Bau- und Sozialverbände fordern mehr Einsatz für bezahlbares Wohnen

Bau- und Sozialverbände fordern mehr Einsatz für bezahlbares Wohnen
Um Wohnen auch für Menschen mit kleinem Einkommen bezahlbar zu machen, dringen Verbände auf Steuersenkungen und Mietpreisbegrenzungen. Nach Ansicht der IG Bau steck der Sozialwohnungsbau aktuell "in einem Dilemma".

Bochum, Frankfurt (epd). Um den Wohnungsbau anzukurbeln, fordert die Gewerkschaft IG Bau eine deutliche Steuersenkung auf die Baukosten von Sozialwohnungen. „Der soziale Wohnungsbau ist wichtiger denn je“, sagte der Bundesvorsitzende der Industriegewerkschaft Bauen-Agrar-Umwelt, Robert Feiger am Samstag in Frankfurt. „Es wird deshalb höchste Zeit, die Neubaukosten für Sozialmietwohnungen spürbar zu senken.“ Der Gewerkschafter forderte Bundesfinanzminister Christian Lindner (FDP) auf, die Mehrwertsteuer für den Bau von Sozialwohnungen zunächst auf sieben Prozent und dann auf null Prozent zu senken.

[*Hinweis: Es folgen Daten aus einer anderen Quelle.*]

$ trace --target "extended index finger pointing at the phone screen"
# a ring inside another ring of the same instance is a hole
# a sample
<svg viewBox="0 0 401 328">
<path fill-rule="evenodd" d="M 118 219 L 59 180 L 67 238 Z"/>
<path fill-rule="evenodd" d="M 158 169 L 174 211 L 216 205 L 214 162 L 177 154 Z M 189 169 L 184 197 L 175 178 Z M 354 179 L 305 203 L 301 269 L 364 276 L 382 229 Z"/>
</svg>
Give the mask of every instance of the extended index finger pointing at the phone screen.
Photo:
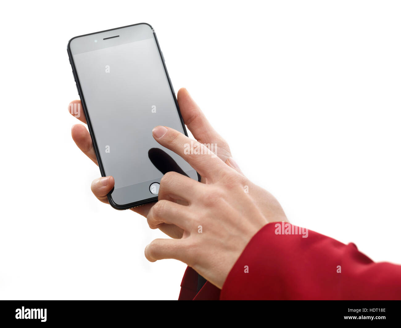
<svg viewBox="0 0 401 328">
<path fill-rule="evenodd" d="M 227 165 L 215 155 L 211 149 L 212 145 L 204 145 L 198 141 L 189 139 L 177 130 L 161 125 L 152 131 L 154 139 L 160 145 L 174 151 L 189 163 L 198 173 L 204 177 L 213 179 L 219 175 Z M 217 147 L 213 144 L 213 148 Z"/>
</svg>

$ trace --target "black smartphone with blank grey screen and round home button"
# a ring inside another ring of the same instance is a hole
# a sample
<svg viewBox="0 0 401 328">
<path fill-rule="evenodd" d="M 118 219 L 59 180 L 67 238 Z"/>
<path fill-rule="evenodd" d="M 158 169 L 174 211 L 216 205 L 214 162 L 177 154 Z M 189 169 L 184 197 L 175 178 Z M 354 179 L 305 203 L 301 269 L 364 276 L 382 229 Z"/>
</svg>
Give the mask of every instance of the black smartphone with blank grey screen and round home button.
<svg viewBox="0 0 401 328">
<path fill-rule="evenodd" d="M 115 180 L 107 195 L 112 207 L 157 201 L 160 179 L 169 171 L 200 181 L 152 136 L 157 125 L 188 135 L 152 26 L 75 36 L 67 52 L 101 175 Z"/>
</svg>

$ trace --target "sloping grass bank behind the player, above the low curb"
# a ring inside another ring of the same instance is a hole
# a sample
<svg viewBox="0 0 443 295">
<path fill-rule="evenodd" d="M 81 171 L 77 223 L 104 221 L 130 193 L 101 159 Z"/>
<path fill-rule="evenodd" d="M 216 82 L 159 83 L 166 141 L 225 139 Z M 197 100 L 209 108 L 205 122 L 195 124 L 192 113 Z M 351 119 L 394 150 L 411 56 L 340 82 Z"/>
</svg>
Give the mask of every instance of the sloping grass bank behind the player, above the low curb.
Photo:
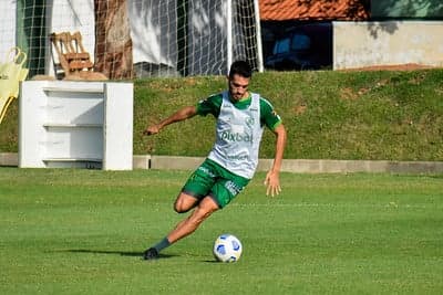
<svg viewBox="0 0 443 295">
<path fill-rule="evenodd" d="M 286 158 L 442 161 L 442 69 L 265 72 L 255 74 L 250 89 L 269 98 L 282 117 Z M 169 126 L 155 137 L 142 131 L 178 107 L 223 91 L 225 77 L 138 80 L 134 85 L 135 155 L 207 155 L 214 140 L 210 116 Z M 0 125 L 0 151 L 17 151 L 17 138 L 14 102 Z M 268 131 L 260 157 L 274 157 Z"/>
</svg>

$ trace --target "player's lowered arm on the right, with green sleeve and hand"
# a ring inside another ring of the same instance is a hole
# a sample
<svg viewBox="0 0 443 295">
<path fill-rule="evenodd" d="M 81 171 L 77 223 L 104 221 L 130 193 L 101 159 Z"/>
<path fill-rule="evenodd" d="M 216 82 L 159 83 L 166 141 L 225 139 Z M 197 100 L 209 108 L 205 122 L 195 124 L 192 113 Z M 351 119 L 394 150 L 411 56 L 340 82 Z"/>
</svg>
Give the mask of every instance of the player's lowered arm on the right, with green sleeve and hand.
<svg viewBox="0 0 443 295">
<path fill-rule="evenodd" d="M 277 113 L 274 110 L 272 105 L 266 99 L 261 101 L 260 114 L 264 124 L 267 125 L 268 128 L 271 129 L 272 133 L 276 135 L 274 164 L 265 178 L 265 185 L 267 187 L 266 194 L 274 197 L 276 194 L 279 194 L 281 191 L 280 169 L 284 159 L 287 134 L 280 116 L 277 115 Z"/>
</svg>

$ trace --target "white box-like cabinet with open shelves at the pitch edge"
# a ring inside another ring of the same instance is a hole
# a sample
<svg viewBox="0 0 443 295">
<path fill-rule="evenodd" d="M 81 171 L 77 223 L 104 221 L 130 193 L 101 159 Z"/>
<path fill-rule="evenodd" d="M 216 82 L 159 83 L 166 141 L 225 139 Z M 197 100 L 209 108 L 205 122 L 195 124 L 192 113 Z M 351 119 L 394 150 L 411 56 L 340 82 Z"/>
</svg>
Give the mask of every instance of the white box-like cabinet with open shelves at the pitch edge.
<svg viewBox="0 0 443 295">
<path fill-rule="evenodd" d="M 27 81 L 19 115 L 19 167 L 132 169 L 132 83 Z"/>
</svg>

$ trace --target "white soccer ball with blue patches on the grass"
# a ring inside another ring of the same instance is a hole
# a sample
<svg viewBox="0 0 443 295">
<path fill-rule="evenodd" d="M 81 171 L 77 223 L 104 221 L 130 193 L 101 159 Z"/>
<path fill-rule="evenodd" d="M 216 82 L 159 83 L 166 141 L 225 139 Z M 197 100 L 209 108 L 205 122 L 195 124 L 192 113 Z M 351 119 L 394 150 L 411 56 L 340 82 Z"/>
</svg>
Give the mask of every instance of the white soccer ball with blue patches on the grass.
<svg viewBox="0 0 443 295">
<path fill-rule="evenodd" d="M 241 256 L 240 240 L 233 234 L 222 234 L 215 240 L 214 256 L 220 262 L 237 262 Z"/>
</svg>

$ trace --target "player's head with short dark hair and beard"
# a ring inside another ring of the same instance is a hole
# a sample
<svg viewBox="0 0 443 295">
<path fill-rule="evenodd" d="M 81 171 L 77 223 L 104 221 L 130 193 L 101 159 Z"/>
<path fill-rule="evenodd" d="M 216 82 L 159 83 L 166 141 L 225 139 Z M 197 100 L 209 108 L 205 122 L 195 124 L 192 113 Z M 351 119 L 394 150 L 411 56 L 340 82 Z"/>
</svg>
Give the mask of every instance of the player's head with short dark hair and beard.
<svg viewBox="0 0 443 295">
<path fill-rule="evenodd" d="M 228 86 L 230 97 L 240 101 L 249 96 L 248 86 L 253 70 L 245 61 L 236 61 L 230 65 L 228 75 Z"/>
</svg>

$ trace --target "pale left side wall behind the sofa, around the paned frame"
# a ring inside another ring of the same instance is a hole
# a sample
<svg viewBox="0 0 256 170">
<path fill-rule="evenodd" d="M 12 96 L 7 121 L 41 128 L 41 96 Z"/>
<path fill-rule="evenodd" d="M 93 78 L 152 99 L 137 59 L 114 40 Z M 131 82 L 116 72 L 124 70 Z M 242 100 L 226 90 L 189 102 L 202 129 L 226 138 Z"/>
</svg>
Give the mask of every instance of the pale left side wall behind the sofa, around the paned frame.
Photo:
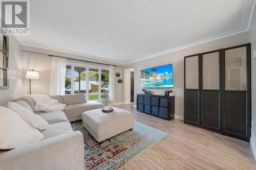
<svg viewBox="0 0 256 170">
<path fill-rule="evenodd" d="M 22 72 L 22 53 L 20 44 L 14 36 L 9 36 L 9 71 L 10 88 L 0 90 L 0 106 L 6 106 L 8 101 L 13 101 L 17 95 L 23 94 Z"/>
</svg>

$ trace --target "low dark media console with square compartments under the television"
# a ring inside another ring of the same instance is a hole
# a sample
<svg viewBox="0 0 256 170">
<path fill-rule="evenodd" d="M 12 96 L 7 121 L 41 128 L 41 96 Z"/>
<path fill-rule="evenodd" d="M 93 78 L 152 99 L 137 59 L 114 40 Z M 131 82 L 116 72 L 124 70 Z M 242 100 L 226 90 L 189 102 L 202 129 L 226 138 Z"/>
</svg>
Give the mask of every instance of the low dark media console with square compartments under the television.
<svg viewBox="0 0 256 170">
<path fill-rule="evenodd" d="M 175 112 L 175 96 L 137 94 L 137 111 L 171 120 Z"/>
</svg>

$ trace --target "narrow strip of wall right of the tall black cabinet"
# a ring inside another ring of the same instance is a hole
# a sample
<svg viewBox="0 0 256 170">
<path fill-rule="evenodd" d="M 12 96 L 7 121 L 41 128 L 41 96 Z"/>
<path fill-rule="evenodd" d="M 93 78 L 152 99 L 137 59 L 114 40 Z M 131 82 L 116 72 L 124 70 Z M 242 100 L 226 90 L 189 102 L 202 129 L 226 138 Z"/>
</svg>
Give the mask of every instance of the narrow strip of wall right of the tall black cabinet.
<svg viewBox="0 0 256 170">
<path fill-rule="evenodd" d="M 249 41 L 251 42 L 251 120 L 253 121 L 251 136 L 254 137 L 253 141 L 251 141 L 251 145 L 256 159 L 256 58 L 253 57 L 253 51 L 256 51 L 256 10 L 254 10 L 251 21 Z"/>
</svg>

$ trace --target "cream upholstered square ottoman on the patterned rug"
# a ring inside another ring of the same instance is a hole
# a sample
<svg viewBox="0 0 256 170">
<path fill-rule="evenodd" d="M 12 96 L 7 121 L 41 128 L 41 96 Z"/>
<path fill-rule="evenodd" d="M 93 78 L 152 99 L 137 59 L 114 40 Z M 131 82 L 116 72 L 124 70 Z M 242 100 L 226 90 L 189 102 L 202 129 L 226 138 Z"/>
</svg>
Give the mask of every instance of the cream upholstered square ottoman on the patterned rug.
<svg viewBox="0 0 256 170">
<path fill-rule="evenodd" d="M 113 109 L 110 113 L 103 113 L 101 109 L 82 113 L 83 126 L 99 144 L 121 132 L 133 130 L 134 115 L 116 107 Z"/>
</svg>

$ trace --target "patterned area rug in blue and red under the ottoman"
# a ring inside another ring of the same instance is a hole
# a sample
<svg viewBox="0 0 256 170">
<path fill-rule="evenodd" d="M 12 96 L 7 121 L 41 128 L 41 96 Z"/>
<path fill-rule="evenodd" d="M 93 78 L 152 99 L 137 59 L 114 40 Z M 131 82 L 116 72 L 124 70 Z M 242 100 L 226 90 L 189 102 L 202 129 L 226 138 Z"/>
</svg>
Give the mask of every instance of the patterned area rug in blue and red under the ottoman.
<svg viewBox="0 0 256 170">
<path fill-rule="evenodd" d="M 74 131 L 83 134 L 84 169 L 118 169 L 167 135 L 135 121 L 132 131 L 120 133 L 99 145 L 83 127 L 81 120 L 72 122 L 71 126 Z"/>
</svg>

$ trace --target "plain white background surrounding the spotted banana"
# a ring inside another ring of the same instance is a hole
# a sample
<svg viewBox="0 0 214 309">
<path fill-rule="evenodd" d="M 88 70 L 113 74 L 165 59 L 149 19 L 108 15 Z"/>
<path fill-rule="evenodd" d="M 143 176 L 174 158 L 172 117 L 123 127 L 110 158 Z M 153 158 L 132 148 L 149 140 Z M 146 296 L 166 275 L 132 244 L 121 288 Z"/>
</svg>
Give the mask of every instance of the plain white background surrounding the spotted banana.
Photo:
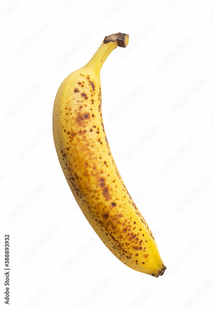
<svg viewBox="0 0 214 309">
<path fill-rule="evenodd" d="M 0 9 L 1 307 L 9 233 L 10 308 L 212 308 L 213 1 L 14 3 L 3 0 Z M 128 33 L 130 43 L 101 70 L 104 125 L 167 266 L 159 278 L 128 268 L 105 247 L 78 208 L 53 143 L 60 83 L 114 32 Z"/>
</svg>

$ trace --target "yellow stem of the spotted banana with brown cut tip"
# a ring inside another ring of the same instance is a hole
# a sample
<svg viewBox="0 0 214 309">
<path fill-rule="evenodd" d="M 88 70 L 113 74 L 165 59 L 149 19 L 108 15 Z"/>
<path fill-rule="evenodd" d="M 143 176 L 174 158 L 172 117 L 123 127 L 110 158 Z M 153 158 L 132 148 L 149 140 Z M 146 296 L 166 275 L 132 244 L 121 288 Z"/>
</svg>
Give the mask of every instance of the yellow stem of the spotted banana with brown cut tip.
<svg viewBox="0 0 214 309">
<path fill-rule="evenodd" d="M 105 36 L 100 47 L 97 49 L 93 57 L 88 61 L 84 68 L 92 67 L 97 73 L 100 73 L 101 67 L 110 53 L 117 48 L 126 47 L 129 43 L 129 35 L 121 32 L 113 33 L 109 36 Z"/>
</svg>

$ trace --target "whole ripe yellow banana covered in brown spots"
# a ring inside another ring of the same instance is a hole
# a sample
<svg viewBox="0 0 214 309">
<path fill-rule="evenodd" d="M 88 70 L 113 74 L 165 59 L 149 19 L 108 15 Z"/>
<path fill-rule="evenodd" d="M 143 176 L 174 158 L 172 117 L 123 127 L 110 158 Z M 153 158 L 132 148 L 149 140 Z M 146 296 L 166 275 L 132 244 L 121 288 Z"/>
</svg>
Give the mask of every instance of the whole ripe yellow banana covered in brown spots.
<svg viewBox="0 0 214 309">
<path fill-rule="evenodd" d="M 153 277 L 166 267 L 152 232 L 114 162 L 101 112 L 100 70 L 129 36 L 106 36 L 91 60 L 61 83 L 53 108 L 53 137 L 69 187 L 94 231 L 130 268 Z"/>
</svg>

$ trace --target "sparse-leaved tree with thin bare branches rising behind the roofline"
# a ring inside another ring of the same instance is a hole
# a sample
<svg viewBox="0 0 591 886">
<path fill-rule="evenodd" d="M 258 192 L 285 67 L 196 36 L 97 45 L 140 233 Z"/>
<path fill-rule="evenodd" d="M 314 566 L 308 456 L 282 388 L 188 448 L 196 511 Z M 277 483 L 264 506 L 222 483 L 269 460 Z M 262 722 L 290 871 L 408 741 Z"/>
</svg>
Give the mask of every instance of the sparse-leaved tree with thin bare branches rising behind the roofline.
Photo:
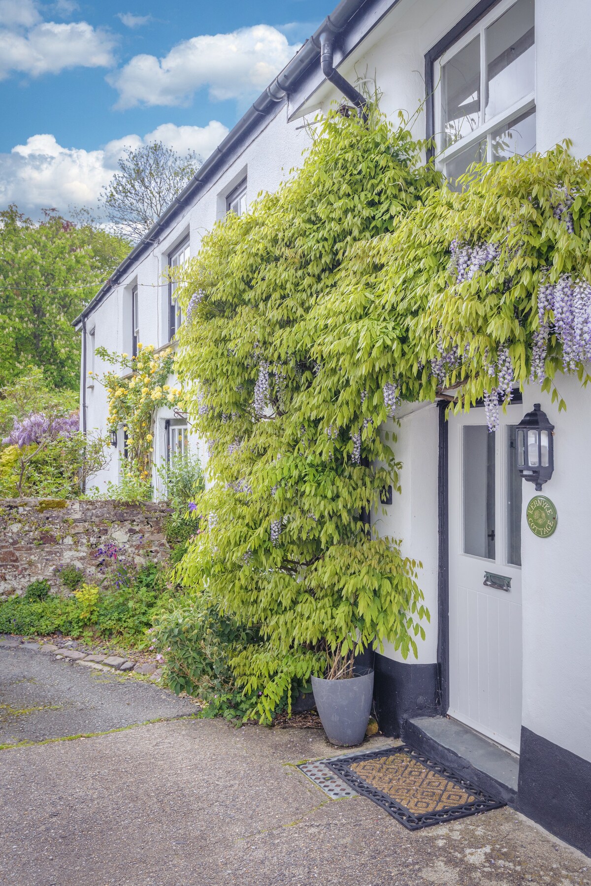
<svg viewBox="0 0 591 886">
<path fill-rule="evenodd" d="M 101 194 L 106 215 L 121 237 L 139 240 L 152 228 L 201 166 L 195 152 L 181 157 L 162 142 L 128 148 Z"/>
</svg>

Bei einem „Mietenstopp-Gipfel“ in Bochum drangen Sozialverbände und Wissenschaftler derweil auf einen bundesweiten Stopp von Mieterhöhungen und mehr Investitionen in gemeinnützigen Wohnraum. Menschen aller Einkommensgruppen müssten am „Menschenrecht auf Wohnen“ teilhaben, sagte die NRW-Vorsitzende des Paritätischen Gesamtverbandes, Elke Schmidt-Sawatzki am Freitagabend bei einer Podiumsdiskussion. Der geplante Bau von 400.000 neuen Wohnungen pro Jahr müsse sozial- und klimaverträglich gestaltet werden.

Die Ampelkoalition plant, dass jährlich 400.000 Wohnungen gebaut werden, davon 100.000 Sozialwohnungen. Nach Angaben des Pestel Instituts, haben rund elf Millionen Menschen eine Berechtigung für eine Sozialwohnung. Derweil gebe es in Deutschland nur noch 1,1 Millionen Sozialwohnungen.

Die Regierung müsse dringend gegensteuern, mahnte der Gewerkschafter Feiger: „Der Sozialwohnungsbau steckt aktuell in einem Dilemma: Die Baumaterialpreise steigen enorm. Gleichzeitig nimmt die Zuwanderung deutlich zu.“ Auch die Kriegsflüchtlinge aus der Ukraine seien auf bezahlbare Wohnungen angewiesen.

Für eine durchschnittliche Sozialwohnung mit 60 Quadratmetern Wohnfläche würde die Mehrwertsteuerbefreiung bei den reinen Baukosten eine Reduzierung um 33.000 Euro bedeuten, wie das Pestel Institut im Auftrag der IG Bau errechnet hat. Bei einem ermäßigten Umsatzsteuersatz von sieben Prozent betrage die Ersparnis rund 20.000 Euro. Zudem könnten Büros und andere bereits verfügbare Flächen zu Sozialwohnungen umgebaut werden. Feiger forderte, um Missbrauch vorzubeugen, müssten die Steuervergünstigungen daran gekoppelt werden, dass die geförderten Sozialwohnungen auch auf Dauer diesen Status behalten.

Auf EU-Ebene ist derzeit eine Null-Prozent-Steuer für den Wohnungsbau nicht erlaubt. Nach Ansicht der IG Bau sollte sich die Bundesregierung gezielt dafür einsetzen.

Gewerkschaftsvertreter beklagten beim „Mietenstopp-Gipfel“, Mietpreise würden besonders drastisch erhöht, wenn Wohnblocks innerhalb kurzer Zeit mehrmals weiterverkauft würden. Daher werde eine Mietpreisbremse gebraucht, sagte die Bundestagsabgeordnete und Mietenpolitikerin Caren Lay (Die Linke). Sie schlug ein Modell für alle Städte nach dem Vorbild von Wien vor, wo ein fester Prozentsatz der bestehenden und neuen Wohnungen sozial gebunden ist.

Während des Treffens in Bochum wollten Mieterverbände, Gewerkschaften und Sozialverbände bis Sonntag Forderungen und Aktionen ausarbeiten, um Wohnraum auch für Menschen mit geringem Einkommen bezahlbar zu machen. Sie kündigten eine Mietpreisstopp-Kampagne und Demonstrationen an.